"I used to analyze myself down to the last thread, used to compare myself with others, recalled all the smallest glances, smiles and words of those to whom I’d tried to be frank, interpreted everything in a bad light, laughed viciously at my attempts ‘to be like the rest’ – and suddenly, in the midst of my laughing, I’d give way to sadness, fall into ludicrous despondency and once again start the whole process all over again – in short, I went round and round like a squirrel on a wheel."
-Fyodor Dostoyevsky, Crime and Punishment
Begin...
Lift the pen to the page
Scribble inaudible words upon an affixed page
Then it hits me, something stifling. These words are not me. Or at least, they fail to look and feel organic, you know, like writing should...at least that's what I'm told. Frustrated and despondent I quit. Yes, I quit. Time and time again, I quit, or really, stop writing. Not permanently, just for duration of time, until I cling to some unforeseen courage, the kind that is left in the rubble and must be dug out. The very same that is weak and frail, because it's been used and possibly abused.
It makes an appearance. It is something I have wrestled with not only in writing but in life. Comparison. I am quite familiar with this harassment. I am sure you understand my battle.

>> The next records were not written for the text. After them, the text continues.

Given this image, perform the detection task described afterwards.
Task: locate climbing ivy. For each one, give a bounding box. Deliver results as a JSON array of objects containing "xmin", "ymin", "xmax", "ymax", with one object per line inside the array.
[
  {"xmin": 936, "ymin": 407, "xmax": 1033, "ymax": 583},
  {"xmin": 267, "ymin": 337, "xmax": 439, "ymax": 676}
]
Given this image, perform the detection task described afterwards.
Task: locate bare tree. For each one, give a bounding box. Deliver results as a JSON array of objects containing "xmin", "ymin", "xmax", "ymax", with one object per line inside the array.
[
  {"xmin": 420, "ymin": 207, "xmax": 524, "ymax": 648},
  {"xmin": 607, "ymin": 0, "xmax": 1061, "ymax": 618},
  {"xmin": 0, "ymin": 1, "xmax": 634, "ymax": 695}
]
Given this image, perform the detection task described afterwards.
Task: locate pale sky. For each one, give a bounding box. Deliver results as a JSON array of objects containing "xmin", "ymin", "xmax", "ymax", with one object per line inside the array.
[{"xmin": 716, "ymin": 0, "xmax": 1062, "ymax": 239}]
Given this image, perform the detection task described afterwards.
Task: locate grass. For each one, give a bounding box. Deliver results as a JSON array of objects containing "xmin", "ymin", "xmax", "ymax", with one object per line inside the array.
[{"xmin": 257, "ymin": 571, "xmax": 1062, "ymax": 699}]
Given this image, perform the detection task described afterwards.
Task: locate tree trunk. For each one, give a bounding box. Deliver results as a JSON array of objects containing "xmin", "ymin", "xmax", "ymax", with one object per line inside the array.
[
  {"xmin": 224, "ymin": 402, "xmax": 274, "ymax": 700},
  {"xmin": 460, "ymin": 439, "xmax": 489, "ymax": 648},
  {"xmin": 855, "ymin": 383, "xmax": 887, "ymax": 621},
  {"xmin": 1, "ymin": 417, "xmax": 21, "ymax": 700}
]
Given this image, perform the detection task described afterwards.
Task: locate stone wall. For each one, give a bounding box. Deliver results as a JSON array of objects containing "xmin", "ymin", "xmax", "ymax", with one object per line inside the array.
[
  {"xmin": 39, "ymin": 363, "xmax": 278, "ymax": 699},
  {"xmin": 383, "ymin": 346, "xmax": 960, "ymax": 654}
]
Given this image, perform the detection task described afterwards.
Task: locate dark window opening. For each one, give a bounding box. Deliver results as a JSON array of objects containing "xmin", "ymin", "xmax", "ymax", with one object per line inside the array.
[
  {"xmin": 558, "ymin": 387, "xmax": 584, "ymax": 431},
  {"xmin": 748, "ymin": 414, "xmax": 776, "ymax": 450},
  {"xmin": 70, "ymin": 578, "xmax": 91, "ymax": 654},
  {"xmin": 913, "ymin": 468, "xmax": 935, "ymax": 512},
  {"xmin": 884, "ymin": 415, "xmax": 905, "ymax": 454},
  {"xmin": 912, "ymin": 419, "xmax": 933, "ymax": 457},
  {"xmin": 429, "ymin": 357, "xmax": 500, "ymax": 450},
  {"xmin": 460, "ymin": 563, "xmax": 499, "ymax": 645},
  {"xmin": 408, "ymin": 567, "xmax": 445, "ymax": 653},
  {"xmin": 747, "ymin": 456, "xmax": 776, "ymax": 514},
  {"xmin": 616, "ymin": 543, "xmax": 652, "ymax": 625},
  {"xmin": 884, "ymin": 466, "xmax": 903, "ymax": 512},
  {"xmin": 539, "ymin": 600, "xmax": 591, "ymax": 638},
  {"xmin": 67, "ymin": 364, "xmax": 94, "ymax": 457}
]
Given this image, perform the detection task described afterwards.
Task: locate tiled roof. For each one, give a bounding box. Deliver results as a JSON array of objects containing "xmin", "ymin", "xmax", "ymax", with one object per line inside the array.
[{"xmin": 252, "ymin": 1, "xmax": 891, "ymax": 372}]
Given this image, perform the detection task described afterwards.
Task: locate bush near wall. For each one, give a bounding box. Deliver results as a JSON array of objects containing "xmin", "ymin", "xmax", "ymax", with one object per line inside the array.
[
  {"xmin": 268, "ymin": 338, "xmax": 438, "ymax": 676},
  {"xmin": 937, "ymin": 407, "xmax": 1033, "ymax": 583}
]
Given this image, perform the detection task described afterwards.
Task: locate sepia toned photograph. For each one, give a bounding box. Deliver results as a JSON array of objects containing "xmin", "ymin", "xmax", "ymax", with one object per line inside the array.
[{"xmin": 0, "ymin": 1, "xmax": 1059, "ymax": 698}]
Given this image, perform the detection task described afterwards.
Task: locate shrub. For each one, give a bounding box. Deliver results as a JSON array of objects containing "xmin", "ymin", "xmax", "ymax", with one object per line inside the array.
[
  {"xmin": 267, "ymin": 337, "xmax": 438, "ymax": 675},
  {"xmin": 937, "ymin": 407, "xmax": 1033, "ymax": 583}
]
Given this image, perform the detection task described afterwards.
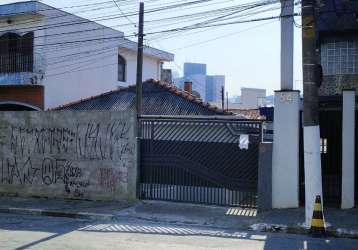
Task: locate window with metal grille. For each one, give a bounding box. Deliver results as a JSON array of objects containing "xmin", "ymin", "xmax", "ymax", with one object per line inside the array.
[
  {"xmin": 118, "ymin": 54, "xmax": 126, "ymax": 82},
  {"xmin": 321, "ymin": 40, "xmax": 358, "ymax": 75},
  {"xmin": 0, "ymin": 32, "xmax": 34, "ymax": 73}
]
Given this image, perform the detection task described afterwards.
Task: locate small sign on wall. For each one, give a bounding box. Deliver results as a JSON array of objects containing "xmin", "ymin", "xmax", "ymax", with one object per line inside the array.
[{"xmin": 239, "ymin": 134, "xmax": 249, "ymax": 150}]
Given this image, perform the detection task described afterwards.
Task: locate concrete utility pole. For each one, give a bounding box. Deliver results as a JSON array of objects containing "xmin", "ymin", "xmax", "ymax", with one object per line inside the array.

Why must it take such hold over me?
Because it is an excuse. It is easy.
Ah, there is it is. Easy. It is easy to compare myself to the ramblings, and personas of others because I can never be like them. No matter how hard I try, I cannot be them. But it is fun to try, well, at least that is what Iam told. Why? If it was easy to confront fear, there would be no need for this post. The only part of this that is easy is the route of fear. Give into it and you never have to battle. You can standby comfortably. No cares. No worries. No courage.
Wallowing in cowardice. Despondency in the air. Reality sets in. An epiphany dawns.
I cannot be like them. I was not meant to be them.
I am who I am. Despite the paradoxical nature of the phrase, I am Nick, and no one else.